In the case of a solid no-overtaking middle line you still can’t overtake them without ‘breaking’ the solid line.
- By driving over the salvage line they are breaking the law. In Western Australia it is a bookable traffic offence to drive over the salvage line without a good reason, such as mechanical issues with the vehicle, or you are pulling over, or you have a permit to move farm equipment from one part of your property to another and you need to use public roads to do this, or you are riding a push bike.
There are reasons that ‘they’ don’t want traffic zooming along over the marked salvage. The edges of the bitumen are most prone to damage. Just like if you laid a rug down on the lawn, people moving around on the edges end up lifting and moving the rug and pulling it up. Staying well into the rug means less ‘damage’ to the edges.
The pressure and stresses on a bitumen road are considerable. Imagine a 50 tonne truck hammering along at 100 kph or two tonne car at 110 kph. Then consider a thousand or so of these each day. Keeping them well away from the fragile edges is one way to extend road life and lower the maintenance overhead.
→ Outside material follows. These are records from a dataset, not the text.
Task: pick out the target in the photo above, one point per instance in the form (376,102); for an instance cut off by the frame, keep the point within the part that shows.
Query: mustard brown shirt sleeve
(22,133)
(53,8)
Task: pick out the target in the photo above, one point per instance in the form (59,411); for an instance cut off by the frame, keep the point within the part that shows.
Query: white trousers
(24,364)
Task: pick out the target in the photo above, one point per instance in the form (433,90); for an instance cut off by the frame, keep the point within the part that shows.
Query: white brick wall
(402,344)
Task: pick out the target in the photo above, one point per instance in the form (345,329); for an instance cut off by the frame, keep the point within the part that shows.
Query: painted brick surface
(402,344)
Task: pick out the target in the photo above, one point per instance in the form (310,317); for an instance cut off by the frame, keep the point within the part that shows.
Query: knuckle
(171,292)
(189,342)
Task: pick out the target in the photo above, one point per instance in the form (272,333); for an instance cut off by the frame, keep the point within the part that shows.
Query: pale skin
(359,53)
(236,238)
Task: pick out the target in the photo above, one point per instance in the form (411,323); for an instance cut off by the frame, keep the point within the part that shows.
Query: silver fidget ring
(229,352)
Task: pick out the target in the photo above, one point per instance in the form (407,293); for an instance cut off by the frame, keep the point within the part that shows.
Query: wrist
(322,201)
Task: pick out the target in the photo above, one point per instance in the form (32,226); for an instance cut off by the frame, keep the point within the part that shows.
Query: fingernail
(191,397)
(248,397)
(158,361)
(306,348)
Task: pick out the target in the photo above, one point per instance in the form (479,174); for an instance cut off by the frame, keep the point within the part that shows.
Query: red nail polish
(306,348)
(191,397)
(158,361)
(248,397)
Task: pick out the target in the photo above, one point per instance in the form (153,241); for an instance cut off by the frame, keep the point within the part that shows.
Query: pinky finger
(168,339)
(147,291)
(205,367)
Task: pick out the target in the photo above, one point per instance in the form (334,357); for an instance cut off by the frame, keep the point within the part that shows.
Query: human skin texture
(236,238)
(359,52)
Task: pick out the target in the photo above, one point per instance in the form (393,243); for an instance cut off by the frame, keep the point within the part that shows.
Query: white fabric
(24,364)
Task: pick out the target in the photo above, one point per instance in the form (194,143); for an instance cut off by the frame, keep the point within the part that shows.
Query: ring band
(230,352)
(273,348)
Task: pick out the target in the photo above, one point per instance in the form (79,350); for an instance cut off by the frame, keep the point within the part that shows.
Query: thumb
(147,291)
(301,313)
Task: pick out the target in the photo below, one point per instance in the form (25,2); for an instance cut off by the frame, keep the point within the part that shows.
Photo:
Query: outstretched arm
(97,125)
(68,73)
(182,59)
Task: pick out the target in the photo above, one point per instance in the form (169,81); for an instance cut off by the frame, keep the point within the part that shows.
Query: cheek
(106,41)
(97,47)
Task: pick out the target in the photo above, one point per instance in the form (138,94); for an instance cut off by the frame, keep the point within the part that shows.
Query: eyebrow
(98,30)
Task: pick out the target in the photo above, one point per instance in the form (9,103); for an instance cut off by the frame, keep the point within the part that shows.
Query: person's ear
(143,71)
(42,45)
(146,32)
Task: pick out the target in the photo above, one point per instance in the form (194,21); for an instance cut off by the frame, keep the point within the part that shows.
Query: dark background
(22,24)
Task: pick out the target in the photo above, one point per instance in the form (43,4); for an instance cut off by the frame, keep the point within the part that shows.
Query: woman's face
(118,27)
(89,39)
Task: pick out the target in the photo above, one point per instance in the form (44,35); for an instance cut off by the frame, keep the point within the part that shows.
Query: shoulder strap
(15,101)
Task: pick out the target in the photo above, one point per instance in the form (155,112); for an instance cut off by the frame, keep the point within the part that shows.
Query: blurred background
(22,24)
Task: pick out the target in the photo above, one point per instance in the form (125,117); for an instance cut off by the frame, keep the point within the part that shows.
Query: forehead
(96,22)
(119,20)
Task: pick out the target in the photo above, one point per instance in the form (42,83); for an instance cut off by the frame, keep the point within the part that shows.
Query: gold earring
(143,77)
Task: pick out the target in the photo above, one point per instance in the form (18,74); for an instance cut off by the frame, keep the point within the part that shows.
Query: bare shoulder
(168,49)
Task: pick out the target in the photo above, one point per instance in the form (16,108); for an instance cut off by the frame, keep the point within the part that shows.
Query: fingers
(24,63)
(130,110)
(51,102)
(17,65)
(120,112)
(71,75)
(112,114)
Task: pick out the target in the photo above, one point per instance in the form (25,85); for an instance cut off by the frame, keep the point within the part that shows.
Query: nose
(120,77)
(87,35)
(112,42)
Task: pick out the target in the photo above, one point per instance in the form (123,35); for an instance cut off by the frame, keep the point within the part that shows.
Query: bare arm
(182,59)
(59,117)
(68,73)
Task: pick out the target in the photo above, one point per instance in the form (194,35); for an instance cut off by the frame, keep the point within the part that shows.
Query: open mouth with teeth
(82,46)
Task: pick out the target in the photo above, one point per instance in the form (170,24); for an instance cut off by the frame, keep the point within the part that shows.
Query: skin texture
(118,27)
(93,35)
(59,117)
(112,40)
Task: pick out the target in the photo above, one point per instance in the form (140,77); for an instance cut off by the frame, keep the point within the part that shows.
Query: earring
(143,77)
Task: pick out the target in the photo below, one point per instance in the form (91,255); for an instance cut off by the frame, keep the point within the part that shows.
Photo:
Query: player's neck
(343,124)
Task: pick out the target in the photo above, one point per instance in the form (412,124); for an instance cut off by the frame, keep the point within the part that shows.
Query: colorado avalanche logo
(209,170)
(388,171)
One of the roads I use getting to work is narrow and has no salvage. When passing oncoming traffic it is necessary to drive on the very edge of the road. And while this road is not part of the highway and has much less traffic using it the edges of the road are a mess. The bitumen has lifted and broken off and there are holes and divots all along it.
Not that is really applies in this little story but the salvage area is approved for bicycle riders—not much chance they are going to cause any edge damaged to the bitumen.